Thursday, May 27, 2004

COMMUTING: That Pesky Bus Transfer

Tuesday, I had a quick appointment in Foggy Bottom after work. By 6:15, I was done and was standing at 22nd Street and Pennsylvania Avenue Northwest, waiting for one of the 30-series buses to take me to my apartment uptown. A bus came, I boarded and moved down the aisle. Right behind me was a 20-something female with obnoxiously large sunglasses, who was called out by the bus driver.

"Excuse me, miss," the driver said is a tone that I thought was overly harsh.

She looked back, confused.

"This isn't valid," he replied, pointing to her bus transfer.

"You have to get these before you get on the train ... not when you get off," the driver said.

"Oh I didn't know that."

They never do, or at least they always do and pretend they don't. The reality of the bus transfer is that a good percentage of those who ride the subway and metrobus know that you're supposed to get a transfer before you board a train, or cheat. Bus drivers rarely check bus transfers. So it is really easy get away with it.

But today when I transferred to a 90 bus at Woodley Park, I noticed that my bus transfer said simply "METRO." Was that referring to Metro Center? The Metro in general? I normally start my evening commute at Union Station, and my bus transfer didn't say anything even close to that. So if I had tried to transfer to a bus at Metro Center, would I have run into trouble if I would have encountered a pesky bus driver who was particularly anal about bus transfers?

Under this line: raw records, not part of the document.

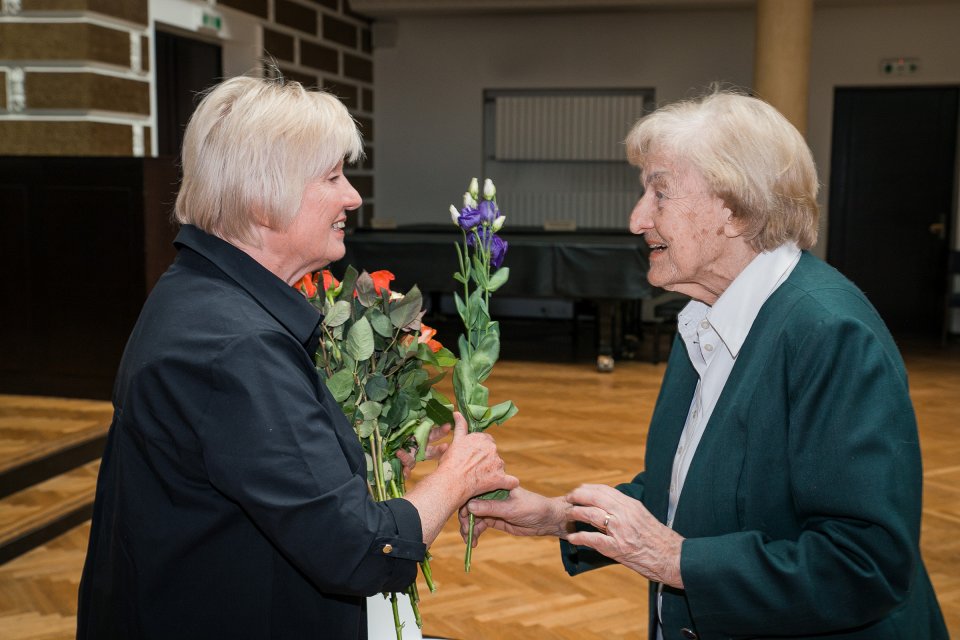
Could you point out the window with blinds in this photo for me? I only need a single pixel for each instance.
(558, 157)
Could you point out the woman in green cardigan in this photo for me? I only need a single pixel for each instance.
(782, 486)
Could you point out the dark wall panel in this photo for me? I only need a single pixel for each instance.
(82, 245)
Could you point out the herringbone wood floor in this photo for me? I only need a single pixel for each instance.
(575, 425)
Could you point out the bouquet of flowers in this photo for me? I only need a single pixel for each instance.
(380, 362)
(480, 256)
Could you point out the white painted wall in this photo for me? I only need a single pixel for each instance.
(429, 83)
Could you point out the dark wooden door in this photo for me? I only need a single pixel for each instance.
(185, 67)
(893, 168)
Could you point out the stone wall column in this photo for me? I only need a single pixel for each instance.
(782, 57)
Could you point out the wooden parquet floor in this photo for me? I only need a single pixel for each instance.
(34, 427)
(575, 425)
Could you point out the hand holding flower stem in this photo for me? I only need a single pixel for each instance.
(480, 258)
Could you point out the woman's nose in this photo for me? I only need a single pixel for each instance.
(640, 218)
(353, 199)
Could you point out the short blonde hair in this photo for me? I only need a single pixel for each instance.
(749, 154)
(250, 149)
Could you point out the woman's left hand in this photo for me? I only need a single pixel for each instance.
(408, 458)
(627, 533)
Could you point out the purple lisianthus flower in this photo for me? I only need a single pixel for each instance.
(488, 211)
(498, 250)
(469, 218)
(491, 242)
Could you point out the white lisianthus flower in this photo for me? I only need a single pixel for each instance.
(489, 191)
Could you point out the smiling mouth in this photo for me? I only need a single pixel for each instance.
(657, 248)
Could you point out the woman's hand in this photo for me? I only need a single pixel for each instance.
(468, 467)
(628, 533)
(472, 462)
(408, 458)
(524, 513)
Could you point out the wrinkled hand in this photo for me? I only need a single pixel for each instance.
(524, 513)
(408, 458)
(633, 537)
(472, 460)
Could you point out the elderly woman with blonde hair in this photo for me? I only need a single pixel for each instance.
(782, 485)
(232, 500)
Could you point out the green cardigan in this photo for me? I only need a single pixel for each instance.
(801, 509)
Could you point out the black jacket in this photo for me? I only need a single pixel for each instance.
(232, 500)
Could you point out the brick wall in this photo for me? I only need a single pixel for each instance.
(74, 76)
(324, 43)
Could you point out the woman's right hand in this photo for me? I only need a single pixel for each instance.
(524, 513)
(469, 467)
(472, 462)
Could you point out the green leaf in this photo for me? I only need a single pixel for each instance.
(477, 315)
(359, 343)
(377, 387)
(463, 387)
(340, 385)
(338, 314)
(370, 409)
(398, 409)
(479, 273)
(422, 435)
(461, 307)
(438, 412)
(445, 358)
(365, 430)
(477, 411)
(348, 284)
(496, 494)
(498, 279)
(485, 356)
(366, 292)
(423, 389)
(442, 399)
(407, 309)
(380, 322)
(480, 396)
(425, 354)
(498, 414)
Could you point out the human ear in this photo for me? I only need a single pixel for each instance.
(732, 224)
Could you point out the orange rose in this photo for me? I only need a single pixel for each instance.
(426, 337)
(307, 285)
(329, 282)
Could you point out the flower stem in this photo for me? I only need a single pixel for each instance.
(466, 559)
(415, 603)
(427, 573)
(396, 615)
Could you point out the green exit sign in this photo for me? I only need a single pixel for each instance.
(212, 21)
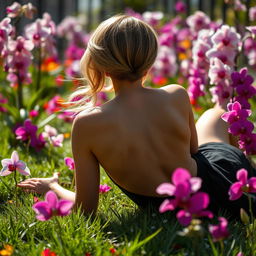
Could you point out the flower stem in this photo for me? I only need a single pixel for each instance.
(38, 79)
(15, 191)
(60, 237)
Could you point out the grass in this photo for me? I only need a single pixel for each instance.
(119, 224)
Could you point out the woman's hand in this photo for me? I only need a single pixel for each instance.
(39, 185)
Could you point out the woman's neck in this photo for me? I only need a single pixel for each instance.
(124, 87)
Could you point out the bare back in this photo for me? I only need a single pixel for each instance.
(139, 139)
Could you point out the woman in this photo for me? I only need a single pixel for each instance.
(142, 135)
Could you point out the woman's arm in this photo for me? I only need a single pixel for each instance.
(87, 173)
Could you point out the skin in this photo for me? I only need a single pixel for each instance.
(139, 138)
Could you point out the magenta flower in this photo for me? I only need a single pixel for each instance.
(52, 207)
(27, 131)
(218, 71)
(226, 37)
(252, 29)
(33, 113)
(152, 18)
(198, 21)
(182, 188)
(252, 13)
(104, 188)
(14, 10)
(14, 164)
(180, 7)
(243, 185)
(241, 78)
(235, 113)
(220, 231)
(241, 127)
(70, 163)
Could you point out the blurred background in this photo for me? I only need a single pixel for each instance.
(93, 11)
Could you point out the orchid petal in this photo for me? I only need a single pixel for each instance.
(180, 175)
(195, 183)
(5, 171)
(242, 175)
(15, 157)
(235, 191)
(184, 217)
(25, 171)
(198, 202)
(51, 199)
(183, 190)
(168, 205)
(64, 207)
(6, 162)
(42, 210)
(166, 188)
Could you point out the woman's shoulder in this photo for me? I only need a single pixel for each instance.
(176, 92)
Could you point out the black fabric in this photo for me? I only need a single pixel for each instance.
(217, 165)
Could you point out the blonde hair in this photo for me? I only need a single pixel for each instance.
(123, 47)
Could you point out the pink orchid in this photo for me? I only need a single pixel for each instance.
(252, 13)
(182, 188)
(235, 113)
(14, 164)
(243, 185)
(252, 29)
(33, 113)
(52, 207)
(218, 71)
(180, 7)
(70, 163)
(14, 10)
(238, 6)
(37, 33)
(49, 131)
(241, 127)
(152, 18)
(226, 37)
(27, 131)
(29, 10)
(199, 20)
(104, 188)
(220, 231)
(226, 55)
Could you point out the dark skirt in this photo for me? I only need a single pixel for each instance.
(217, 165)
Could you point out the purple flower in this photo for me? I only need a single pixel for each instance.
(226, 37)
(14, 164)
(218, 71)
(199, 20)
(14, 10)
(180, 7)
(235, 113)
(104, 188)
(70, 163)
(241, 78)
(152, 18)
(182, 188)
(27, 131)
(238, 6)
(52, 207)
(243, 185)
(220, 231)
(252, 13)
(239, 127)
(252, 29)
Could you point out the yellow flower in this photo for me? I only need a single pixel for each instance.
(7, 251)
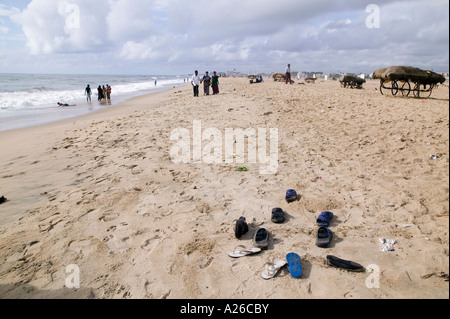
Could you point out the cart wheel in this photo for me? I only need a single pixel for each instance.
(406, 88)
(422, 91)
(394, 88)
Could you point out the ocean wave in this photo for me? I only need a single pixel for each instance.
(40, 97)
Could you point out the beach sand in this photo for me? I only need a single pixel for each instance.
(102, 193)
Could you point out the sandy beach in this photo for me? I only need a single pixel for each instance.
(101, 192)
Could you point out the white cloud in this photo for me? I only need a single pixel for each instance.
(262, 33)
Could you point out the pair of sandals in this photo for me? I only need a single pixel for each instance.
(260, 240)
(294, 266)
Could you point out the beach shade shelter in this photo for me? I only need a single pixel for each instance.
(407, 80)
(351, 81)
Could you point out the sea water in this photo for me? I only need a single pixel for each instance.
(31, 99)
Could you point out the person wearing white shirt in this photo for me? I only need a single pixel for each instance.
(195, 80)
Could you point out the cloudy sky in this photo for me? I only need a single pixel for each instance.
(251, 36)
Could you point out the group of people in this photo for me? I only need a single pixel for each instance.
(207, 80)
(104, 93)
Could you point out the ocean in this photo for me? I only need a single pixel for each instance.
(31, 99)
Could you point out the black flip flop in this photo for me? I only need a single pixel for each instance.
(277, 215)
(241, 227)
(324, 236)
(261, 238)
(324, 218)
(344, 264)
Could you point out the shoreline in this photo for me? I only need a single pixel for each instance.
(48, 116)
(102, 193)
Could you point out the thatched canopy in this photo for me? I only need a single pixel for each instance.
(408, 73)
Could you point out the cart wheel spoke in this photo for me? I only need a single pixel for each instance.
(394, 88)
(406, 88)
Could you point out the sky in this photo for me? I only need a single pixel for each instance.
(175, 37)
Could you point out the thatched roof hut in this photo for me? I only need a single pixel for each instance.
(408, 73)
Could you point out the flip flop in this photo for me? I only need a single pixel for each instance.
(241, 227)
(294, 264)
(241, 251)
(277, 215)
(271, 270)
(324, 218)
(345, 264)
(324, 236)
(291, 195)
(261, 238)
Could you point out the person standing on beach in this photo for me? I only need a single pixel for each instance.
(215, 83)
(288, 74)
(88, 93)
(195, 81)
(108, 92)
(206, 83)
(100, 93)
(104, 91)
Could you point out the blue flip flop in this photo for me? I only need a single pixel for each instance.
(294, 264)
(324, 218)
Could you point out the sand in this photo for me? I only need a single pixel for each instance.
(101, 192)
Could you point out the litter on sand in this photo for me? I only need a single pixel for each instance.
(387, 244)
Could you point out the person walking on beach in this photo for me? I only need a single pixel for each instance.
(100, 93)
(88, 93)
(215, 83)
(206, 83)
(288, 74)
(104, 91)
(108, 92)
(195, 81)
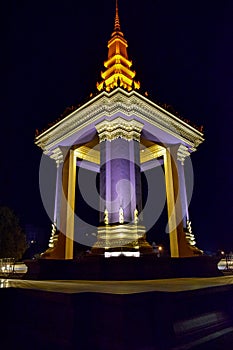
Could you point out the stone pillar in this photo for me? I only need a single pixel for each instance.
(177, 203)
(61, 240)
(120, 185)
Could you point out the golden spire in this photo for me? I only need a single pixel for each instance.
(118, 72)
(117, 26)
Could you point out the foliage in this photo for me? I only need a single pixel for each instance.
(12, 239)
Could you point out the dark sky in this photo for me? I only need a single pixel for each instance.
(52, 53)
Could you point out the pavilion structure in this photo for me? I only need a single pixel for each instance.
(120, 133)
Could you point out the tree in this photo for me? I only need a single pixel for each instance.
(12, 238)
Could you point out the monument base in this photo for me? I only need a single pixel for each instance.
(97, 267)
(173, 315)
(121, 238)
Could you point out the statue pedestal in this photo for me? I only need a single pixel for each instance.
(97, 267)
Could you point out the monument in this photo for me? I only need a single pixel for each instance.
(120, 133)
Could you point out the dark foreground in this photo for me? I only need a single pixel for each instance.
(185, 313)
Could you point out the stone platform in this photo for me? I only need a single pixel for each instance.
(162, 314)
(96, 267)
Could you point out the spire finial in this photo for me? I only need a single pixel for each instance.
(117, 26)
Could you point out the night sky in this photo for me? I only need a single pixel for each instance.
(52, 53)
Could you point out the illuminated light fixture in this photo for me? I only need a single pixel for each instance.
(116, 254)
(118, 72)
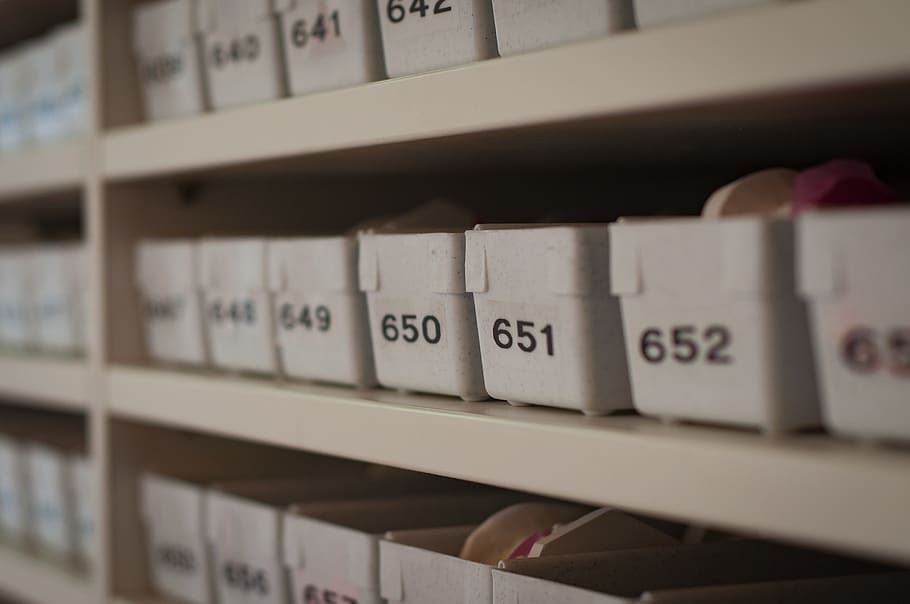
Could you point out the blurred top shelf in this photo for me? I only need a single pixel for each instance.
(42, 170)
(812, 54)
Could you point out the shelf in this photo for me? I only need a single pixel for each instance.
(58, 383)
(34, 581)
(806, 47)
(810, 489)
(52, 168)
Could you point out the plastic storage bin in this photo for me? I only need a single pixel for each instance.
(525, 25)
(433, 34)
(649, 13)
(550, 331)
(424, 331)
(714, 328)
(59, 292)
(238, 308)
(322, 327)
(243, 62)
(168, 283)
(17, 325)
(853, 273)
(330, 44)
(332, 549)
(167, 41)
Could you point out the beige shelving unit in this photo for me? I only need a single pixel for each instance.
(745, 89)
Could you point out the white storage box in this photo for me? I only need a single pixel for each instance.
(238, 308)
(332, 549)
(550, 331)
(71, 64)
(322, 327)
(167, 41)
(434, 34)
(83, 473)
(424, 331)
(714, 329)
(648, 574)
(649, 13)
(52, 500)
(525, 25)
(330, 44)
(243, 62)
(14, 513)
(167, 278)
(17, 317)
(853, 273)
(59, 294)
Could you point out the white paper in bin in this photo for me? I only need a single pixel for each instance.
(319, 275)
(166, 275)
(238, 307)
(525, 25)
(853, 274)
(437, 40)
(422, 275)
(555, 279)
(714, 329)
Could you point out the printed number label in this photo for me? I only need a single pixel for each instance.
(411, 328)
(321, 29)
(866, 350)
(319, 318)
(162, 68)
(685, 344)
(236, 51)
(236, 311)
(243, 577)
(525, 336)
(396, 11)
(163, 310)
(313, 594)
(177, 558)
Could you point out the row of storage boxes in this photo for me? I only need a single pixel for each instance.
(366, 536)
(43, 298)
(43, 88)
(196, 54)
(46, 489)
(709, 320)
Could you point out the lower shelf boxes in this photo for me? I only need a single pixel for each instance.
(418, 37)
(322, 327)
(714, 329)
(853, 273)
(166, 275)
(238, 311)
(424, 331)
(550, 331)
(525, 25)
(330, 44)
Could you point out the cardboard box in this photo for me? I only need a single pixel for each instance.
(424, 331)
(330, 44)
(714, 329)
(238, 309)
(852, 272)
(169, 285)
(167, 42)
(525, 25)
(322, 325)
(331, 549)
(550, 331)
(425, 36)
(242, 50)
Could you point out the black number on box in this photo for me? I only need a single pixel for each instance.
(524, 337)
(430, 329)
(685, 345)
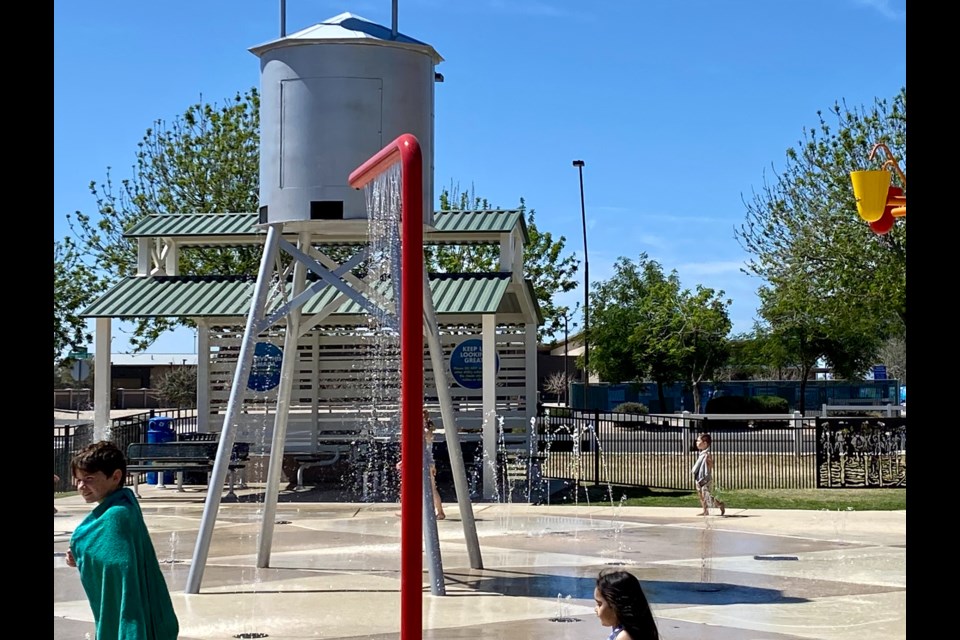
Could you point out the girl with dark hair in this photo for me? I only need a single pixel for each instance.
(622, 605)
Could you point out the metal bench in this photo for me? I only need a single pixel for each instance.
(177, 456)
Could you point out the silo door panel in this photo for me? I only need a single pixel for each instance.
(328, 127)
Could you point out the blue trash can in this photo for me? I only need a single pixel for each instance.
(160, 429)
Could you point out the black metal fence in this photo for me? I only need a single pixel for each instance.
(69, 439)
(750, 452)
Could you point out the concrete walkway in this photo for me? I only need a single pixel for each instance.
(755, 574)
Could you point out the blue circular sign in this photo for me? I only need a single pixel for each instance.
(265, 372)
(466, 364)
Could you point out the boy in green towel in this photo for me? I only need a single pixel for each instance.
(112, 549)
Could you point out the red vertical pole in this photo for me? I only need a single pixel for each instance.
(406, 150)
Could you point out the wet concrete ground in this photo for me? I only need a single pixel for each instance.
(755, 574)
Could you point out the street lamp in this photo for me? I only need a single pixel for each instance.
(586, 293)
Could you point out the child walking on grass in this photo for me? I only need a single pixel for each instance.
(703, 477)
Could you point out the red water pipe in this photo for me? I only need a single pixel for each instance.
(406, 150)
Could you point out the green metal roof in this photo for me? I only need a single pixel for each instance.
(208, 296)
(220, 225)
(195, 224)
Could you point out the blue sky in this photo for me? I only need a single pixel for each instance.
(678, 108)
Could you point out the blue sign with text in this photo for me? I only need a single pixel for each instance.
(265, 372)
(466, 364)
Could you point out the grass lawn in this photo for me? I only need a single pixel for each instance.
(815, 499)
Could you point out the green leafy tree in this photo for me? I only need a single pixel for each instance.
(207, 161)
(703, 324)
(75, 286)
(833, 289)
(204, 161)
(633, 325)
(178, 387)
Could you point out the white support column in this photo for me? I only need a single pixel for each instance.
(506, 252)
(288, 372)
(203, 376)
(143, 256)
(489, 373)
(315, 399)
(530, 368)
(101, 374)
(172, 258)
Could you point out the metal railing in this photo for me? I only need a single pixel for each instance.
(766, 451)
(70, 439)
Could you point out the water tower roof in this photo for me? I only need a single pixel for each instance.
(346, 27)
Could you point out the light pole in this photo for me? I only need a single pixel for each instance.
(586, 293)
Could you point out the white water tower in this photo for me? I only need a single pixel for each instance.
(332, 95)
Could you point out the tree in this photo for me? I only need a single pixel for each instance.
(179, 387)
(893, 354)
(557, 383)
(544, 263)
(703, 323)
(836, 286)
(643, 326)
(75, 286)
(205, 161)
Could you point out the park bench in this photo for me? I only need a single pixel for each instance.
(179, 457)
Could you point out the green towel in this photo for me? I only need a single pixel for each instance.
(120, 572)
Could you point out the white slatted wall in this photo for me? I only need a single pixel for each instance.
(333, 391)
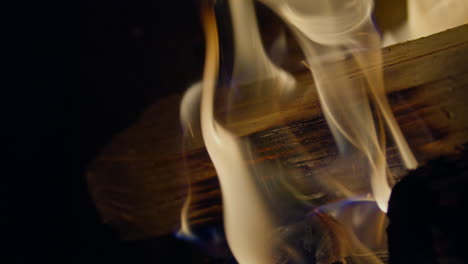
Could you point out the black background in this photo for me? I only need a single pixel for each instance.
(73, 75)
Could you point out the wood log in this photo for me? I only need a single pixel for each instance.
(139, 181)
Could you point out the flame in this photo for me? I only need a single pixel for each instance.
(248, 224)
(261, 218)
(426, 17)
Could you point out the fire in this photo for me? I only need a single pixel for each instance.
(262, 222)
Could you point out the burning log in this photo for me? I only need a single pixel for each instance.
(139, 183)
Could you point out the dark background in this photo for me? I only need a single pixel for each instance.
(76, 73)
(73, 75)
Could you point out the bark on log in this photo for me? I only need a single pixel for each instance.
(139, 184)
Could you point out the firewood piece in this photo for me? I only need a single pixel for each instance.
(139, 181)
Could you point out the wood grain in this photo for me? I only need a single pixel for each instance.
(140, 180)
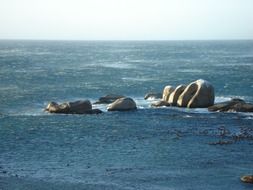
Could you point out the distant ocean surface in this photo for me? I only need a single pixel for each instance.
(151, 149)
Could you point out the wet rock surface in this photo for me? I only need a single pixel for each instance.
(108, 99)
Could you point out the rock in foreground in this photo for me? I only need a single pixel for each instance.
(160, 104)
(152, 95)
(110, 98)
(198, 94)
(234, 105)
(122, 104)
(77, 107)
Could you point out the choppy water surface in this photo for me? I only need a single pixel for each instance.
(165, 148)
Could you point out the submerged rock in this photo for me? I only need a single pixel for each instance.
(108, 99)
(198, 94)
(122, 104)
(77, 107)
(234, 105)
(153, 95)
(166, 92)
(247, 179)
(160, 104)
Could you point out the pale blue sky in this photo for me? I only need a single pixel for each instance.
(126, 19)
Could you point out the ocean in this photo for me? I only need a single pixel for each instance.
(151, 148)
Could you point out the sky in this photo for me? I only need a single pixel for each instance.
(126, 19)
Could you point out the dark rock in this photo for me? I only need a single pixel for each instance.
(234, 105)
(198, 94)
(110, 98)
(94, 111)
(247, 179)
(122, 104)
(153, 96)
(77, 107)
(160, 104)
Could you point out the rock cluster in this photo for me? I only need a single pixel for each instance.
(198, 94)
(122, 104)
(110, 98)
(77, 107)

I'm not sure what kind of answer the Washington Metropolitan Transit Authority would give in response if I used their complaint/comment service.

Much of the bus transfer guesswork will be eliminated by the end of the summer when SmarTrip is installed on the entire bus fleet. If everything goes to WMATA's plan, there will be automatic 45 cent bus-to-subway and subway-to-bus transfers via the SmarTrip system and innovative global positioning system upgrades on the bus.

But I have concerns that the plan can be carried out effectively. While I have very limited knowledge of how the system works, it would make sense that the system that controls the destination signage and the bus stop announcement system would be integrated with the GPS, so that a 45 cent transfer would be recorded accurately when buses come within the 2-block subway station zone in which transfers are valid. But any bus rider knows that WMATA's buses can have difficultly displaying the correct destination or calibrate the correct bus stop announcement program for any particular route. (e.g. On my way home, the 90 bus said it was the 54 bus, with a 90 taped to the window.)

Perhaps I'm assuming too much that WMATA would employ such an integrated system to do universal transfers. If WMATA does pull it off flawlessly, my faith in the system might be restored.

Driver Distractions. I was sort of amused by DC SOB's posting today about the car-bus collision at Connecticut Avenue and Dupont Circle for two reasons. First, there's a good chance that it's my old bus, the D2; and two, stupid people think they can park in what is a cramped bus turning zone. I have no sympathy for the owner of the parked car. They should have known better.

For other driver distractions, I noticed this evening on my walk back to my apartment from Newark Street and Wisconsin Avenue that a 90 bus driver pulling around to the terminal stop at the Giant Foods was rabidly tearing at her complex braids. As she was tearing at her hair at the four-way stop at Idaho Avenue and Newark Street, she didn't realize there was a line of four to five cars queued up behind her. That must violate a few WMATA driver regulations.